A British health care expert has been asked by the Nepalese Government to help tackle the country’s TB problem.
The University’s Dr Ian Harper will work with the National Tuberculosis Centre in Kathmandu to help control the disease.
Dr Harper will help develop public heath programmes, including advising on implementing drug treatments.
One main challenge of developing a public health programme for TB is that the disease can become resistant to drugs through inadequate and poorly supervised treatment.
Dr Harper will also look at integrating HIV and TB health services, as TB is one of the leading causes of death in HIV-infected people.
The project emerges from ESRC sponsored research.
According to government figures approximately 45 per cent of the total population of Nepal is infected with TB.
Around 40,000 people in Nepal develop one form or another of TB every year and 5000 - 7000 people die every year from the disease.

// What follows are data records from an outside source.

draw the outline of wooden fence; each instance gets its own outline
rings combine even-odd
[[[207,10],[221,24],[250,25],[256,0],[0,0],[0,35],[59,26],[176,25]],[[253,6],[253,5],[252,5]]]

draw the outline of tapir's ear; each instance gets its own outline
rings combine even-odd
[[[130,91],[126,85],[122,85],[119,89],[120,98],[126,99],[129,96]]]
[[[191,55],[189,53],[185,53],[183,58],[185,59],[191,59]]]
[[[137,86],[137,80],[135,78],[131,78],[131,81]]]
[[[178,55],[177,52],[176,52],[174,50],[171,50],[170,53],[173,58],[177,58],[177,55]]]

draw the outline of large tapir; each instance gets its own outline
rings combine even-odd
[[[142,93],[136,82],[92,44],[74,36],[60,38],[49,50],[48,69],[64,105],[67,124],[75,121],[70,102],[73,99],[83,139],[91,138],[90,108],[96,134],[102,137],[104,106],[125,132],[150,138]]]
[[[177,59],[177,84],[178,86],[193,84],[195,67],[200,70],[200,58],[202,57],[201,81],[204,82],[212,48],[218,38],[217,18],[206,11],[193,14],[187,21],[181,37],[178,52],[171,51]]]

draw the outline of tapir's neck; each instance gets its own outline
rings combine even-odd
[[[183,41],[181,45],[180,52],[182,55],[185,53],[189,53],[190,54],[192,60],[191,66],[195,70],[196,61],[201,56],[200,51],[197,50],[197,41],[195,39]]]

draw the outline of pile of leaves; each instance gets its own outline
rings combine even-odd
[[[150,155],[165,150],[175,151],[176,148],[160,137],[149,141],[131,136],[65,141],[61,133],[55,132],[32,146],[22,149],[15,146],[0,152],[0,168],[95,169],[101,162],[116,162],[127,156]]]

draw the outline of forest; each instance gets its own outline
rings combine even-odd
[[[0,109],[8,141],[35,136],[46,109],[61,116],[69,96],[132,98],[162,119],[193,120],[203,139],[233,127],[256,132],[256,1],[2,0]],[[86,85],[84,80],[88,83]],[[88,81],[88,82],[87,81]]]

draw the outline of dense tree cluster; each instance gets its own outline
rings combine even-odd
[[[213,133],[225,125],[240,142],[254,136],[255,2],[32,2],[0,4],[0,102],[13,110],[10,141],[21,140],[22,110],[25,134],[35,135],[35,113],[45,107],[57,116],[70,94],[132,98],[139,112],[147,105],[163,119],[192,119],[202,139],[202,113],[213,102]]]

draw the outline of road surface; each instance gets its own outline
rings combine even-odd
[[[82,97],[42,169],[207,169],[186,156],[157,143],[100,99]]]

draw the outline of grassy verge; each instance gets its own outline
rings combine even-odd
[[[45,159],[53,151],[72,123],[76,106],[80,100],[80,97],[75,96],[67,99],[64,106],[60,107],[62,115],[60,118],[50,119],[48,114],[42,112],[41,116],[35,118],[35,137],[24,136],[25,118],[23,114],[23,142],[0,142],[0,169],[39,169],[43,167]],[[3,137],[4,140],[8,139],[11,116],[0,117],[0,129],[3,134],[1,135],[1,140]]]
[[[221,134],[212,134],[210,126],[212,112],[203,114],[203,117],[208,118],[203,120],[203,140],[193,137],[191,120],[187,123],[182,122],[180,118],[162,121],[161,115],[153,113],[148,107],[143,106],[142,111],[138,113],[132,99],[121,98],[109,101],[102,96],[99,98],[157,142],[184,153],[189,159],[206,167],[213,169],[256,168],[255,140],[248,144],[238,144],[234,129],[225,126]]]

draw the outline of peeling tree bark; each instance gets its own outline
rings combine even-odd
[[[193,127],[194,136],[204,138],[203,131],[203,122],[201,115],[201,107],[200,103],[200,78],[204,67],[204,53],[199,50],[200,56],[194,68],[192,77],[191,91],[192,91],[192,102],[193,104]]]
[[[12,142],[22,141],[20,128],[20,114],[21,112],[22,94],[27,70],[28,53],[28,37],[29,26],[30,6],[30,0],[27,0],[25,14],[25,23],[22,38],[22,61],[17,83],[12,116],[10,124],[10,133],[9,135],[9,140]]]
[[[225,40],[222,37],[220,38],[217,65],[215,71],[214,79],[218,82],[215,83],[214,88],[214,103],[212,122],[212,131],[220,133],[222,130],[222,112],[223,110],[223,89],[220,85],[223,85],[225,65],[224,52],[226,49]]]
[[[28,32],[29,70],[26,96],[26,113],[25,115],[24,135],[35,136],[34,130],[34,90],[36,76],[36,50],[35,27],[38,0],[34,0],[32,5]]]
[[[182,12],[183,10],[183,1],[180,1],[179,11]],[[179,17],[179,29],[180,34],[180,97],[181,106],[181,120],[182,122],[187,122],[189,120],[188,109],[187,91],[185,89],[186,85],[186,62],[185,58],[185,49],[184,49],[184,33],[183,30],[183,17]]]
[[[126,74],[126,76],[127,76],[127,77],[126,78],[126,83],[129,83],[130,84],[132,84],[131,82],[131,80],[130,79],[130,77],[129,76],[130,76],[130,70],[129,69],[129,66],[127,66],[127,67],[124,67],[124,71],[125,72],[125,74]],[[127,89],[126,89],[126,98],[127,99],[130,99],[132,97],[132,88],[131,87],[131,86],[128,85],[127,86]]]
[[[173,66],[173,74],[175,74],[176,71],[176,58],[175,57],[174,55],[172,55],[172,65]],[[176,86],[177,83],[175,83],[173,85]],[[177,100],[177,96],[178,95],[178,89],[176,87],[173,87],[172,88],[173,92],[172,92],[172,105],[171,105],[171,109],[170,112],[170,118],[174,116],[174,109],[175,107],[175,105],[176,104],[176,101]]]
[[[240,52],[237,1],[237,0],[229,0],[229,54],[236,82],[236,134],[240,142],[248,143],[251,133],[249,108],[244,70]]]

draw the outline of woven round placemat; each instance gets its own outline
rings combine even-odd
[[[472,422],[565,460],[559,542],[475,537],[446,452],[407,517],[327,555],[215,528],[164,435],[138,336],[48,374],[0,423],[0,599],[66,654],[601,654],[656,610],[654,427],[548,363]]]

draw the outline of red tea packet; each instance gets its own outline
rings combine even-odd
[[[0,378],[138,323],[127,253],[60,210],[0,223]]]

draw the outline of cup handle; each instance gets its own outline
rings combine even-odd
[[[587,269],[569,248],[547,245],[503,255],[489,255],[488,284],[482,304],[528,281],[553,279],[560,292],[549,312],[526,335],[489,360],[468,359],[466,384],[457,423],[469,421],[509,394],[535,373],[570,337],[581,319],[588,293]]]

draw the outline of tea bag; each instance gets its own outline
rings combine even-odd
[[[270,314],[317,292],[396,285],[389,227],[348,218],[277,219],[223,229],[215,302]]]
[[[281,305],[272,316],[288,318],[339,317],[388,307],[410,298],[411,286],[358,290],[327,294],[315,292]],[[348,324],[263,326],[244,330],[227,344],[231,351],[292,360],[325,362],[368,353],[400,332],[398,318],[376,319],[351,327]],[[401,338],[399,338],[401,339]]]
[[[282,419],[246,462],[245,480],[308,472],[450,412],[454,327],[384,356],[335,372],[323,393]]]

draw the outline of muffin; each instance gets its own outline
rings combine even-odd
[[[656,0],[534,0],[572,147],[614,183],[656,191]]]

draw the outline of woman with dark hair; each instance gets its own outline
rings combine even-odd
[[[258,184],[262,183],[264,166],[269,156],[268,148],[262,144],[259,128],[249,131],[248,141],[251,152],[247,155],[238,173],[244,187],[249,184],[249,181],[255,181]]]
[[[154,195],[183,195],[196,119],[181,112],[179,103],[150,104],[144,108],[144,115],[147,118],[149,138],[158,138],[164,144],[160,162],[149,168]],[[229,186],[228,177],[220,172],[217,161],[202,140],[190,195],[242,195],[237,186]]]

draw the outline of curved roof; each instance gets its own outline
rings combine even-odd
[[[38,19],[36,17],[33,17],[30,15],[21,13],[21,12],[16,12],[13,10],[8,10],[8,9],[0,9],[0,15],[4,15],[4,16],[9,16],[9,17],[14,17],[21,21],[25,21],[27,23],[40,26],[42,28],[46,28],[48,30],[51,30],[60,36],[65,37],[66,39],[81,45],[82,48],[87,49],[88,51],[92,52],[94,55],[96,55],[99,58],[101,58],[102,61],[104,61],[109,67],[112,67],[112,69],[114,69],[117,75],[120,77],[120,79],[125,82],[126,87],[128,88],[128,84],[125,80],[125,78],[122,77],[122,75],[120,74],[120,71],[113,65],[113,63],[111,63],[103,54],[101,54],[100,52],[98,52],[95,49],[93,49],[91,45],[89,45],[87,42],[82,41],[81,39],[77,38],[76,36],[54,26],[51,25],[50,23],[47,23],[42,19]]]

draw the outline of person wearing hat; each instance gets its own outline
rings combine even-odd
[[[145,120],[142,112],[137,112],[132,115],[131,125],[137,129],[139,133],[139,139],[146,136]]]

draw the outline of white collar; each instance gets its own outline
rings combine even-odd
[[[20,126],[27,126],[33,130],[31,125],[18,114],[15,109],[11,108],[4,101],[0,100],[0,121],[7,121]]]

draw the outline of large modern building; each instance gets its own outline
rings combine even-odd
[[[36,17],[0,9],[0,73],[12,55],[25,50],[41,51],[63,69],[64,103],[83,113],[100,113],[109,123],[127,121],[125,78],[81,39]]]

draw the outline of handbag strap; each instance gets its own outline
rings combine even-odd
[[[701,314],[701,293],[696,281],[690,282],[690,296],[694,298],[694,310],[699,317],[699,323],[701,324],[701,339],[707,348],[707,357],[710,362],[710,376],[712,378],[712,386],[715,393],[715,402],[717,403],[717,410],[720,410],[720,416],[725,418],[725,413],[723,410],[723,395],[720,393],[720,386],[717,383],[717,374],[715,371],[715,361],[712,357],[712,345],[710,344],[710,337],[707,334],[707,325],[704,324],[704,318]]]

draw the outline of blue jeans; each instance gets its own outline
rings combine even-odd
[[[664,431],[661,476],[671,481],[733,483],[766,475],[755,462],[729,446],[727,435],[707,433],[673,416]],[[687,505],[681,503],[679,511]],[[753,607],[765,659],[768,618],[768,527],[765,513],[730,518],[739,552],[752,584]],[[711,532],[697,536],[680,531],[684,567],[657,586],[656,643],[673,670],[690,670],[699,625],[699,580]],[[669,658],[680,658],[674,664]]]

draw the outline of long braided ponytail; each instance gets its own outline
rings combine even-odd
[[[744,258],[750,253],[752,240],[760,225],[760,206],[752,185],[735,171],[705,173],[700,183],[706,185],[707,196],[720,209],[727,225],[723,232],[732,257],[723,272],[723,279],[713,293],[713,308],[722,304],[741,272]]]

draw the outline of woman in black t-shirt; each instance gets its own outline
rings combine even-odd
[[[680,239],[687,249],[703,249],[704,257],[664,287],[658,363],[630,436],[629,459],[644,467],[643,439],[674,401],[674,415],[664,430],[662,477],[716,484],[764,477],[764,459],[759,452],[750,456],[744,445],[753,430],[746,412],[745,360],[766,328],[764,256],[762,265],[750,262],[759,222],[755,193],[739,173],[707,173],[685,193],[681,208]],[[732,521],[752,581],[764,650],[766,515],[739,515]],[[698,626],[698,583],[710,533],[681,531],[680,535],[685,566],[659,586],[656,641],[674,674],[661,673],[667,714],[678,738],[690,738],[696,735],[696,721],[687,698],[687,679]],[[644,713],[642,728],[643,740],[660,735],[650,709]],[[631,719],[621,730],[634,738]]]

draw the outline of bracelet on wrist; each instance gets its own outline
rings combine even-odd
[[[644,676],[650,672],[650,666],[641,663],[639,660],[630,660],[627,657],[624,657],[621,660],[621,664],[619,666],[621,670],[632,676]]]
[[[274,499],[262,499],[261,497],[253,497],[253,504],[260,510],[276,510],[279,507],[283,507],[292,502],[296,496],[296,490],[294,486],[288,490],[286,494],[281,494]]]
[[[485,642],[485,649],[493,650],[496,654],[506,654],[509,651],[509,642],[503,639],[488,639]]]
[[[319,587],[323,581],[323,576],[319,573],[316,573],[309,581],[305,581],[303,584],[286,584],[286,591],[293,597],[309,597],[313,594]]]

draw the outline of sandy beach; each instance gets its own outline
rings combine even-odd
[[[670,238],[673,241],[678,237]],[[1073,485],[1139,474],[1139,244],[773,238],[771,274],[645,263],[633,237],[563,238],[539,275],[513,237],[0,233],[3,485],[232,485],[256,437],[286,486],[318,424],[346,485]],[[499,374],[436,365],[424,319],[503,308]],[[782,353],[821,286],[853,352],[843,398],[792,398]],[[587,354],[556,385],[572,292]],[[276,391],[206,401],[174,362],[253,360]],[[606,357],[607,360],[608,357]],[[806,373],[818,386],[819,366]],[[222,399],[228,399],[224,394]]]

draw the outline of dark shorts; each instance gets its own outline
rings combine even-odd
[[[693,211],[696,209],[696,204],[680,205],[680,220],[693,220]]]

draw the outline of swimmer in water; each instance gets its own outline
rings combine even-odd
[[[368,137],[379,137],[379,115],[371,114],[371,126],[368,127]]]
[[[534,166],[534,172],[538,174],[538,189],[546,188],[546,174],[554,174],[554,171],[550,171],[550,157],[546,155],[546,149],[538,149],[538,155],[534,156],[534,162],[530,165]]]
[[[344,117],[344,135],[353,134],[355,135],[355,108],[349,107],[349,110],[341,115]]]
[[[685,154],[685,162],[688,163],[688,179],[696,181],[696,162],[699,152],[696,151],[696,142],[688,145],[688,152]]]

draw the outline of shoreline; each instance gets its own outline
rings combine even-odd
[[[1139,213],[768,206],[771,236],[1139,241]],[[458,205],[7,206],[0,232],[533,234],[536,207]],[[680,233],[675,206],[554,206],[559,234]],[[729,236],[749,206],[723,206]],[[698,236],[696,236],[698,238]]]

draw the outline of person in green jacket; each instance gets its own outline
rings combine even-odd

Dr Harper initially trained as a medical practitioner and now works as a medical anthropologist with nearly 20 years, practical and research experience in the field.
He has previously worked in hospital medicine and general practice in the UK. For three and a half years he managed a tuberculosis control project in Nepal.
For two years he worked with NGOs throughout India in supporting community health programmes.
The National Tuberculosis Programme in Nepal has already made some giant steps in TB control and I am delighted to join them and assisting their other partners, including the WHO in this work with the support of the University of Edinburgh.